Better living through subliminal messages - enkiv2
http://www.mondo2000.com/2017/10/12/jamming-signal-better-living-subliminal-messages/
======
jeffwass
Back in High School (25 yrs ago, sheesh!) I did a research project on
subliminal messages.

I found some MS-DOS TSR program that would flash messages on the screen at
specified duration or frequency.

I told my test subjects (other students) I was testing if typing in vocabulary
words helps learn them more efficiently.

I made up a set of 50 words and definitions. Each student got a random mix of
words and definitions to type in, while other words were flashed on the screen
subliminally.

I then gave a test which covered both sets of words.

I think I originally tested three different subliminal message durations, and
one of them was showing a slightly-higher average test score.
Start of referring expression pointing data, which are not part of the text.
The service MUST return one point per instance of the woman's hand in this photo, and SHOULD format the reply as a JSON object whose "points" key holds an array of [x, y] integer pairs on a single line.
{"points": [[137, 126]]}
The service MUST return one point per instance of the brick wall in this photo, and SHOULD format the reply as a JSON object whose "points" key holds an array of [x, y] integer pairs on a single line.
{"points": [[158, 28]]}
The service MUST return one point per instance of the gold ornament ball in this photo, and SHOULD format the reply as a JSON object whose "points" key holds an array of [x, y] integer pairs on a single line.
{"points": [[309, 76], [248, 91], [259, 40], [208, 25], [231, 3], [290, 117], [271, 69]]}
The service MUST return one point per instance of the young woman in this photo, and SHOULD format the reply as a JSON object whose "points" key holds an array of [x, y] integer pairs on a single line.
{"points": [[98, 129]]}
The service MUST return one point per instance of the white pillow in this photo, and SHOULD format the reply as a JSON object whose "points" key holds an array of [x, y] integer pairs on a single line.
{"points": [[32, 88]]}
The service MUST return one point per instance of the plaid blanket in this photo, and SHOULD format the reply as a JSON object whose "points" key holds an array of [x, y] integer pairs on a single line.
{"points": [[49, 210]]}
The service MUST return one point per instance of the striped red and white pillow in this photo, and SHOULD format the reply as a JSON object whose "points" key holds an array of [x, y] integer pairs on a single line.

I then realized I needed a control group, so I tested another batch of
students without any subliminal messages at all. The control batch got the
highest scores of all.

Don't remember details, but I did actual statistics on the data and failed to
reject the Null hypothesis.

Ie - my conclusion was that flashing word/meaning subliminal messages didn't
make any difference to testing those same words in a quiz.

It was a fun project, but I realized later it wasn't very scientific. The
message duration would actually vary greatly depending on the model of monitor
(the old CRT days). And I didn't really have control on how much time the
person looked at the screen vs the keyboard.

But it was fun anyway. I was also chosen as one of eight high school kids to
present at the local county science symposium too.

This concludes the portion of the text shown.